As bne IntelliNews reported, the European Commission is preparing to scale back its most ambitious Green Deal climate pledges as it seeks to relieve pressure on its lacklustre economy. The commission announced in December that it will drop plans for a complete ban on the sale of new internal combustion engine vehicles from 2035 and admitted its policies are a disaster. Green activist now warn that the policy drive is increasingly being captured by industrial lobby groups who are bent on stymieing the restrictions.

Italy’s demands mark the most forceful challenge yet from one of the EU’s largest economies to the carbon market, which has required power plants and heavy industry to purchase permits for every tonne of CO2 emitted since 2005. The system covers around half of the bloc’s greenhouse gas emissions and has long been viewed as the EU’s most powerful tool for driving decarbonisation.

Italy had already announced plans to compensate operators of gas-fired power plants for the cost of ETS permits, effectively offsetting the price signal designed to penalise fossil fuel use. Urso defended the move, arguing that Rome could not wait for a lengthy EU review process. “We are facing the collapse of the European chemical industry; we are facing a crisis in European steelmaking.

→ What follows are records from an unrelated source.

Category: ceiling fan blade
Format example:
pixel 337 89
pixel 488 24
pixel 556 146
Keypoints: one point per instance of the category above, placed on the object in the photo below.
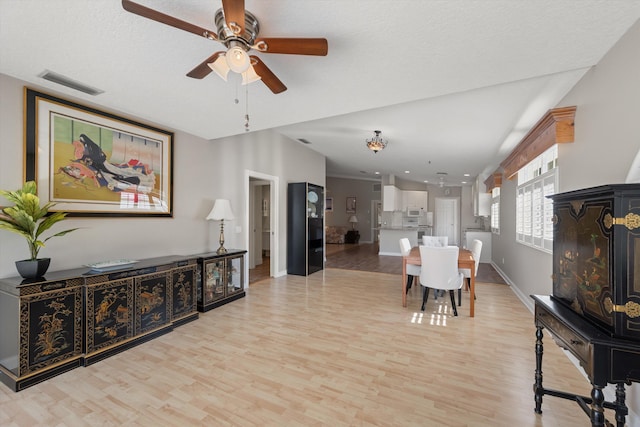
pixel 203 70
pixel 154 15
pixel 267 76
pixel 234 15
pixel 292 46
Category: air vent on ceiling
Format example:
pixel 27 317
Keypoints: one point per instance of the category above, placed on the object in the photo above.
pixel 66 81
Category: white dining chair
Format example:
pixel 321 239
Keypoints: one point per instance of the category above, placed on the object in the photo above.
pixel 439 270
pixel 476 250
pixel 412 269
pixel 435 241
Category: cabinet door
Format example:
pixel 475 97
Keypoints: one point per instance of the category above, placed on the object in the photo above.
pixel 152 301
pixel 235 272
pixel 213 281
pixel 109 316
pixel 183 291
pixel 50 328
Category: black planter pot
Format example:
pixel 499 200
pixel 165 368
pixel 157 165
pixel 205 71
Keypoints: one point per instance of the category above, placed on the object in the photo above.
pixel 33 268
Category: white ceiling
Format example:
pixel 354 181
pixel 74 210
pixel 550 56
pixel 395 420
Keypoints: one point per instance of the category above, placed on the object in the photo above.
pixel 452 84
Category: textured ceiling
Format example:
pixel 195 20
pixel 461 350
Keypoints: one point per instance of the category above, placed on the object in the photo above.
pixel 453 84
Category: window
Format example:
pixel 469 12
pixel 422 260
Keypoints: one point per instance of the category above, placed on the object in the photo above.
pixel 534 210
pixel 495 210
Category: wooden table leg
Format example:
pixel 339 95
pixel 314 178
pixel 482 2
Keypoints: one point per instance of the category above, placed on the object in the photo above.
pixel 472 294
pixel 538 391
pixel 403 285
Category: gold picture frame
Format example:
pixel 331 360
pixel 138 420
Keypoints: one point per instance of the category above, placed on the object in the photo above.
pixel 93 163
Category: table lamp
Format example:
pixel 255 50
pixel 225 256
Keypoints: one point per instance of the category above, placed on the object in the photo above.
pixel 353 220
pixel 221 211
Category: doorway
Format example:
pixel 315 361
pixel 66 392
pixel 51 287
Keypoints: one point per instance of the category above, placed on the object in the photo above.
pixel 446 221
pixel 376 220
pixel 261 225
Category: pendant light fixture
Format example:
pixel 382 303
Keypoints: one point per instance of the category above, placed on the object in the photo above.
pixel 376 143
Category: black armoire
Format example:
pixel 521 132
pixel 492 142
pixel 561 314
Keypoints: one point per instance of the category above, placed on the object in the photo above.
pixel 305 228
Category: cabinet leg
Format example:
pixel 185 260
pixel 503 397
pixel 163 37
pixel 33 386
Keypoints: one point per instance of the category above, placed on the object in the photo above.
pixel 537 386
pixel 621 408
pixel 597 410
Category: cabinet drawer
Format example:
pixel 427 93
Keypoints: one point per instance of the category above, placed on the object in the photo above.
pixel 567 338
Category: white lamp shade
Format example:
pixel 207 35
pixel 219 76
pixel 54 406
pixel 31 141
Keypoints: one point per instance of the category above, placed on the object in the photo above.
pixel 237 59
pixel 221 210
pixel 220 67
pixel 250 76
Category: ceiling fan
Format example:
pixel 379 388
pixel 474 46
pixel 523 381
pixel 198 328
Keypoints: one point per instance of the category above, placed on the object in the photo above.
pixel 237 29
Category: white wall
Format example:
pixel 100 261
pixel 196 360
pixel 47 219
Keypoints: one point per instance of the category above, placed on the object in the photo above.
pixel 607 138
pixel 203 170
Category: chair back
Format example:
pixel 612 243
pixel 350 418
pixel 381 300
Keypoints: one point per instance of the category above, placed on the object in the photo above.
pixel 405 246
pixel 438 241
pixel 440 267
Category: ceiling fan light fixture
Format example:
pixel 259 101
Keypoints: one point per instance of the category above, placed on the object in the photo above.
pixel 237 59
pixel 376 143
pixel 220 67
pixel 250 76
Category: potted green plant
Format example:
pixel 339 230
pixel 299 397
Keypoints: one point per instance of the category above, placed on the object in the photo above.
pixel 30 220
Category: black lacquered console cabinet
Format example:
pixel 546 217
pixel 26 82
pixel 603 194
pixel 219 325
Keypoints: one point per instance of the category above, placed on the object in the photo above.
pixel 220 278
pixel 77 317
pixel 605 359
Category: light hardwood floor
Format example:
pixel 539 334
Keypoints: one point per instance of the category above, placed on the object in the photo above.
pixel 335 348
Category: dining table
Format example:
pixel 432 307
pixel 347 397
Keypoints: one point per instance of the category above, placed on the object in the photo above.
pixel 465 260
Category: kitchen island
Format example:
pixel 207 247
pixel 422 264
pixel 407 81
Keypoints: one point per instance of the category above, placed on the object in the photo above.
pixel 390 238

We cannot wait for the timing of EU negotiations to find solutions,” he said.

Carbon markets reacted swiftly. Earlier this month, criticism from industry and comments from German Chancellor Friedrich Merz suggesting a weakening of the ETS pushed the carbon price down from €81 to €72 within a week. Following Urso’s remarks, it slipped further to just above €70.

Italy argues that reimbursing gas plants will lower wholesale electricity prices in a market where gas often sets the marginal price. Italians face the fourth-highest power bills in Europe, reflecting a heavy reliance on gas, which accounts for roughly 44% of the country’s energy mix.

Supporters within Prime Minister Giorgia Meloni’s coalition say the measures are intended to “open a dialogue” with the European Commission and act as a “catalyst” for reform. Raffaele Nevi, a senior centre-right lawmaker, said the reimbursement plan would push Brussels towards a swift revision of the carbon market.

Critics warn that the approach risks undermining the green transition. “Italy’s excessive electricity prices are the direct consequence of its overreliance on gas for power generation — the highest in the EU,” said Chiara di Mambro, Europe director at Italian climate think tank ECCO. “Suspending the ETS as proposed today or subsidizing gas, as envisaged in the government’s recent energy decree, would move Italy in the opposite direction: Weakening the price signal, increasing market uncertainty, and ultimately delaying the transition away from expensive fossil fuels,” she added.

A former senior Italian energy executive said the policy effectively redistributes the carbon cost burden. “You are removing a tax on energy generated through fossil fuel, and you are distributing that cost also on the energy generated with renewables,” the person said.

The European Commission has yet to respond formally, but pressure is building ahead of a scheduled review of the ETS in the third quarter. Austria has backed differentiating between gas and coal within the system, while Germany has called for broader revisions, with Economy Minister Katharina Reiche arguing that current standards for allocating free permits are “not feasible for our chemical industry.”